Review: Children of Anguish and Anarchy

Children of Anguish and Anarchy Children of Anguish and Anarchy by Tomi Adeyemi
My rating: 5 of 5 stars

"It's been 84 years..."

And it's been worth one of the longest waits in YA history for this, the end of the Legacy of Orïsha, picking up on the dreadful and horrifying cliffhanger of Children of Virtue and Vengeance four and a half years ago.

I haven't been a bookseller since before Covid, but when this book arrived in my mailbox, I was able to set it aside just long enough to take it to work for lunchtime reading.

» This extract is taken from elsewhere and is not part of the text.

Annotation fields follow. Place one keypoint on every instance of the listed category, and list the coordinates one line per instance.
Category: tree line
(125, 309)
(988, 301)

And I managed to read through all of it in that hour, with the sort of energy I haven't had since my bookseller days at Stanford, an energy I used to save for Marie Lu books (especially Warcross and Wildcard those first two summers.)

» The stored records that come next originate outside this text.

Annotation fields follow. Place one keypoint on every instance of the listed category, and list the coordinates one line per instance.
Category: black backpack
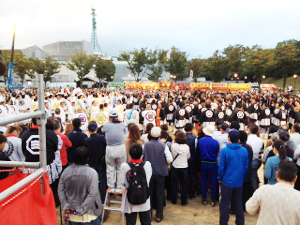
(138, 191)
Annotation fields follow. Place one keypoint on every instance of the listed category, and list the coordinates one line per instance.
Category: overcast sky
(190, 25)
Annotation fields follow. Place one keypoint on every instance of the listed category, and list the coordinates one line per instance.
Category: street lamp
(295, 77)
(236, 77)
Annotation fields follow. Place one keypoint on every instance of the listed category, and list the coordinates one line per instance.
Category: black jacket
(31, 145)
(97, 147)
(250, 156)
(77, 138)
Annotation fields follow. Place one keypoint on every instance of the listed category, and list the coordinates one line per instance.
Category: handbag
(101, 158)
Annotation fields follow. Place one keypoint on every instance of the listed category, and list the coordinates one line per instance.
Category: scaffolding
(41, 166)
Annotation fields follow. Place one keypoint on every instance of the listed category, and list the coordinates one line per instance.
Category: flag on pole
(191, 73)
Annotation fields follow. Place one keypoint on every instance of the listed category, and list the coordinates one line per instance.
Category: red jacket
(63, 151)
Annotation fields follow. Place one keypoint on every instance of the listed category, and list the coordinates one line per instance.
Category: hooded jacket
(233, 165)
(184, 154)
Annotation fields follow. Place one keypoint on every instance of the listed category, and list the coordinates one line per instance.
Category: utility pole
(11, 66)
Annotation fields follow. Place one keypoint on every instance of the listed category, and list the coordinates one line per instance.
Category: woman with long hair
(273, 162)
(133, 138)
(181, 153)
(145, 135)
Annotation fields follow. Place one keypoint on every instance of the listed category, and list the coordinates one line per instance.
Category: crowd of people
(171, 143)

With a newly expanded world map to show the great distances traveled in this book, our four (!!!!) POV characters (with Tzain now joining the ranks alongside Zélie, Amari, and Inan) go from Orïsha to the islands of the Tribes of Baldeírik (the home of the Skulls, straight up Viking raiders abducting maji by the millions and menacing our heroes in Old Norse), as well as New Gaīa, a land of a new kind of magic, whose culture and volcanism resemble Hawaii but with Portuguese as the local language (which makes sense since Adeyemi got her primary inspiration for this series from the West African diaspora in Brazil while she studied there.)

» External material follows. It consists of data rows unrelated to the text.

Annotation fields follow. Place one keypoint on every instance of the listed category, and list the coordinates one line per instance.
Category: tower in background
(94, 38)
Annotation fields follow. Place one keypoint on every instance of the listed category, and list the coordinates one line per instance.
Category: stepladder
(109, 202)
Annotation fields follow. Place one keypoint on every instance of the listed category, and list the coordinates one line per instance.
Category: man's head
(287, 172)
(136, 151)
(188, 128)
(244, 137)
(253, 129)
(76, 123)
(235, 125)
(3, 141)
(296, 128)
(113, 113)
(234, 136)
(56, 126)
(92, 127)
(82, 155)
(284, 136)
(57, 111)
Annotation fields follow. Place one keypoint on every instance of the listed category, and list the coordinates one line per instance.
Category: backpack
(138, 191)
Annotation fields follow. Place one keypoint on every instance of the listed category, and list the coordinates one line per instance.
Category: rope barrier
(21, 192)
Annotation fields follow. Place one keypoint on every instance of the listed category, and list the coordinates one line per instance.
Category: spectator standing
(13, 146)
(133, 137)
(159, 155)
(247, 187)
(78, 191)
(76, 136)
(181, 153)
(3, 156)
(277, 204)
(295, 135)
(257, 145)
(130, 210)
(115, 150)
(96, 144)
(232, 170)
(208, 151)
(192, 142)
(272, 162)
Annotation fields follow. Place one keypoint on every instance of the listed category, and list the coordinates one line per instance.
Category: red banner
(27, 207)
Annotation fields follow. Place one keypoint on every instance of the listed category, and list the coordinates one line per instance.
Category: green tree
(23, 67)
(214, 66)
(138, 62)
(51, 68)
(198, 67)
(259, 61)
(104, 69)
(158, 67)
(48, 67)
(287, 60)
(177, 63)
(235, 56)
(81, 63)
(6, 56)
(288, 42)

It's unusual in that it's the shortest book of the trilogy, and that each successive book in this series was shorter than its predecessors - which also means that a small number of plot threads unfortunately do get left hanging, a fan favorite character in particular. That aside, the book's stratospheric stakes and endless action fly fast all the way to the very last page.

With the announcement that Gina Prince-Bythewood (of The Woman King fame) would be directing the film adaptation, I can see that Adeyemi was preparing GPB for the job. Given how the Skulls abducted maji in the exact same way as white Europeans transporting enslaved Africans across the Atlantic, and Inan showing this to his mother as proof that Orïsha must unite against a common threat, this book in particular definitely touches on some of the same thematic elements as The Woman King did, so my expectations for Prince-Bythewood's film adaptation are very, very high.

To the Legacy of Orïsha, I now declare ave atque vale, and hope that Adeyemi's next move is to write a New Gaīa spinoff, because that's one of the most interesting fantasy lands I've ever seen and she's really only scratched the surface with its unique potential.